Jean-Luc Mélenchon compare (encore) l'affaire Kerviel à l'affaire Dreyfus

Publié à 07h12, le 19 mai 2014 , Modifié à 07h15, le 19 mai 2014

Jean-Luc Mélenchon compare (encore) l'affaire Kerviel à l'affaire Dreyfus
Jean-Luc Mélenchon accompagnant Jérôme Kerviel aux Prud'hommes en juillet 2013. © Reuters
Image Delphine Legouté


L'engagement du Parti de gauche et de Jean-Luc Mélenchon aux côtés de Jérôme Kerviel date de juin 2013. Avec l'interpellation le 18 mai au soir de l'ancien trader de la Société générale, leur mobilisation se poursuit, le co-président du Parti de gauche n'hésitant pas à comparer son affaire avec celle d'Alfred Dreyfus au 19e siècle.
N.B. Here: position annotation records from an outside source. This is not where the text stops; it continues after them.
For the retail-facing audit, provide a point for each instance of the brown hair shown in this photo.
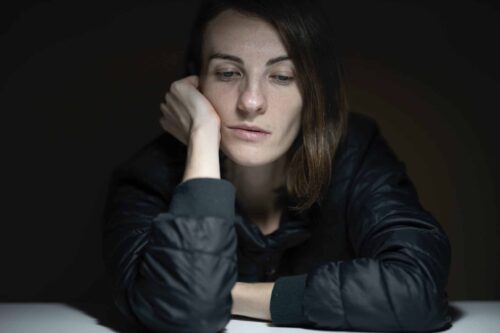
(305, 33)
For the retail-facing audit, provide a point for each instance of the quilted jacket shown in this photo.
(368, 257)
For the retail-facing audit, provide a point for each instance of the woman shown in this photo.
(265, 198)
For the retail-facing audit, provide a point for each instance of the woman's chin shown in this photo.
(247, 157)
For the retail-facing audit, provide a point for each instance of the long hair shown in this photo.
(306, 35)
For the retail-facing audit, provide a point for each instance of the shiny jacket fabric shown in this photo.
(367, 258)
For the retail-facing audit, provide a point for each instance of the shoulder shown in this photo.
(362, 151)
(361, 129)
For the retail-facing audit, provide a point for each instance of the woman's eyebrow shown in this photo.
(230, 57)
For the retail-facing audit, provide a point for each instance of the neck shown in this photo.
(256, 187)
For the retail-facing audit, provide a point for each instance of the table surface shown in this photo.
(468, 316)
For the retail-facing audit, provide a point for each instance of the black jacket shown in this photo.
(367, 258)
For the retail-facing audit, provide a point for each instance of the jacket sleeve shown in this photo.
(397, 281)
(172, 264)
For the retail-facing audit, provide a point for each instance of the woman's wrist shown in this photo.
(203, 154)
(252, 300)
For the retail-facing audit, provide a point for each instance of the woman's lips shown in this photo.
(249, 134)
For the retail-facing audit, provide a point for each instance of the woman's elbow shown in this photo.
(166, 312)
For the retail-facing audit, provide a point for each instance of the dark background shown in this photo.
(80, 87)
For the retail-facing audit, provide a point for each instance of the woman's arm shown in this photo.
(171, 248)
(252, 300)
(397, 281)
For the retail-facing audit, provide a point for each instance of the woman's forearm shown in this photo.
(203, 154)
(252, 299)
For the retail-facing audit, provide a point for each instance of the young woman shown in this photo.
(265, 198)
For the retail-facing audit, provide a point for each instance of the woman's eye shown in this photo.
(282, 79)
(227, 75)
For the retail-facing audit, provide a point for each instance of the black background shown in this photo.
(80, 86)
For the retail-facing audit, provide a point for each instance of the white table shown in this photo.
(469, 317)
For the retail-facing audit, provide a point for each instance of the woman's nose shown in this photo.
(252, 99)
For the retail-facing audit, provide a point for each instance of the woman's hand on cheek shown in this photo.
(186, 110)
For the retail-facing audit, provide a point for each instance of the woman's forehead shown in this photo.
(233, 32)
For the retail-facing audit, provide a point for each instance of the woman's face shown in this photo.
(251, 83)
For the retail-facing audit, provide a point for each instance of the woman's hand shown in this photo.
(186, 110)
(190, 117)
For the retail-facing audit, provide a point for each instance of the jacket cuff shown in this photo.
(204, 197)
(287, 299)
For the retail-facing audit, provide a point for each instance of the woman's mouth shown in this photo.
(249, 133)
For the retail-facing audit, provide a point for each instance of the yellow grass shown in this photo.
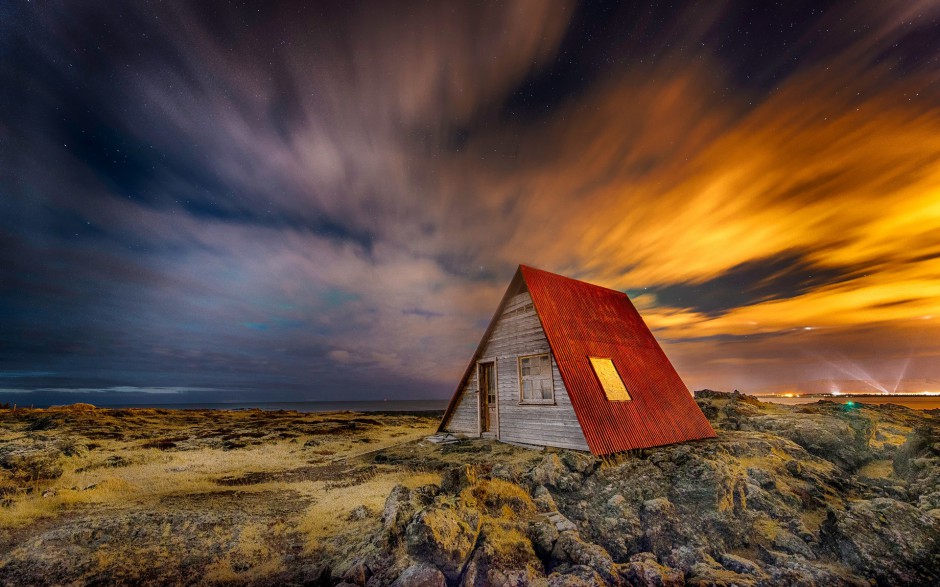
(328, 516)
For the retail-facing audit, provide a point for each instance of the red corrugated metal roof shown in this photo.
(582, 320)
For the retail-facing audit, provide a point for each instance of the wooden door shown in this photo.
(488, 413)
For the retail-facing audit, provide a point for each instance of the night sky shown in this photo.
(235, 201)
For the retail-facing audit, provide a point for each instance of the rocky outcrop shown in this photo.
(807, 495)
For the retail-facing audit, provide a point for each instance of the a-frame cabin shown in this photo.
(569, 364)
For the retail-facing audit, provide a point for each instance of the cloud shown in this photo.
(337, 198)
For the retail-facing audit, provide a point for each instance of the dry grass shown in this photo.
(328, 517)
(144, 496)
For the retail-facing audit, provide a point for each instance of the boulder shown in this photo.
(644, 571)
(444, 537)
(571, 548)
(504, 557)
(893, 542)
(420, 575)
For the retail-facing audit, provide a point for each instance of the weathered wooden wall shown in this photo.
(518, 332)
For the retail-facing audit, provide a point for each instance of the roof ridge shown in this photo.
(530, 268)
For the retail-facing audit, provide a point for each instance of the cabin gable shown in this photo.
(550, 421)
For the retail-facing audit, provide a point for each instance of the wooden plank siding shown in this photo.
(518, 332)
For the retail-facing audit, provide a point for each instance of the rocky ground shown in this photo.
(819, 494)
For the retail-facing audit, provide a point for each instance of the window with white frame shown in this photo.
(535, 379)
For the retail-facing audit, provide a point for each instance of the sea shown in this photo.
(350, 406)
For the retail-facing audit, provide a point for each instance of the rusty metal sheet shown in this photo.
(582, 320)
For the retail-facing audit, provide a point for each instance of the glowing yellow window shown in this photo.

Une habitude chez lui.

Invité de BFMTV dimanche, Jean-Luc Mélenchon a ainsi fait ce parallèle, repéré par Le Scan :

On le soutient car on pense qu’il est innocent, et nous autres à gauche sommes comme ça depuis l’affaire Dreyfus. Dreyfus n’est pas des nôtres et on l’a soutenu. Kerviel est innocent, donc on le soutient.

L’affaire Dreyfus était une affaire d’antisémitisme, là c’est tout autre chose. A l’époque c’était l’armée et certains milieux qui tenaient le haut du pavé à n’importe quel prix, là ce sont les banques. La banque prétend que cet homme lui a fait perdre 5 milliards, elle a toujours refusé toute expertise indépendante qui permette d’attester de cette perte. Sur la base de cette perte elle a reçu 1.7 milliards de dédommagement. Nous pensons qu’il a été transformé en coupable pour favoriser une manœuvre.
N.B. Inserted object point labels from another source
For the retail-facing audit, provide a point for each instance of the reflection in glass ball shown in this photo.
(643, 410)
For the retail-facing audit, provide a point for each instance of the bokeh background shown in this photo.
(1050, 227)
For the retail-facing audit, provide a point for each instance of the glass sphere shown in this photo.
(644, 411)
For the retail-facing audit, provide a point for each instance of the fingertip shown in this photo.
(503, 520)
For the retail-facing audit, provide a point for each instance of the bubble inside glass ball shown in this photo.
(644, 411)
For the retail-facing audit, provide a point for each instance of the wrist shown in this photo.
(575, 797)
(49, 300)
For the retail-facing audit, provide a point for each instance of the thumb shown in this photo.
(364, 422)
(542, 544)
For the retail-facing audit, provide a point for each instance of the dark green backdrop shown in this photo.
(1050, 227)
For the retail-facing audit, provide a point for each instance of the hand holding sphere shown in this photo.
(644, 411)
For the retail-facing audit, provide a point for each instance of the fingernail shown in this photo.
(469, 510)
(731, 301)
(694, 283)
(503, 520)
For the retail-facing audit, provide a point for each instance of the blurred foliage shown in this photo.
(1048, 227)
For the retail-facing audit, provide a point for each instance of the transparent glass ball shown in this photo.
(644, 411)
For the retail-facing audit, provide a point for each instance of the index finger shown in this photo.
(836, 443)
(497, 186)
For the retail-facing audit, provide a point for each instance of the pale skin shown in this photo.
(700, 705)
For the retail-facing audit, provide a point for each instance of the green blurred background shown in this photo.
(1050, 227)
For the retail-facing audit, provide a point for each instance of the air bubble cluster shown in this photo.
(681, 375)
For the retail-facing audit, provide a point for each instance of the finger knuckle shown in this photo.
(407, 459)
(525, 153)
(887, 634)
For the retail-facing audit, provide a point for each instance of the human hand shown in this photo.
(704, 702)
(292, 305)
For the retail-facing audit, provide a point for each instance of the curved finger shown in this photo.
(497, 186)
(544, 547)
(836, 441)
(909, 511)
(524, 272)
Le 20 juin 2013, l'ex-candidat à la présidentielle avait publié sur son blog un premier billet expliquant son engagement aux côtés de Jérôme Kerviel, détaillant là-encore pourquoi, à ses yeux, l'ancien trader était innocent. Il établissait alors la même analogie :

Pour le militant politique que je suis, défendre un trader dans un conflit avec sa banque est aussi décalé que l’était la défense d’un capitaine monarchiste au début du siècle précédent contre l’institution militaire unanime.

Le 17 mai, Alexis Corbière, secrétaire national du Parti de gauche et proche de Jean-Luc Mélenchon, a appelé ses followers à contacter par téléphone l'Elysée pour interpeller François Hollande sur l'affaire Kerviel.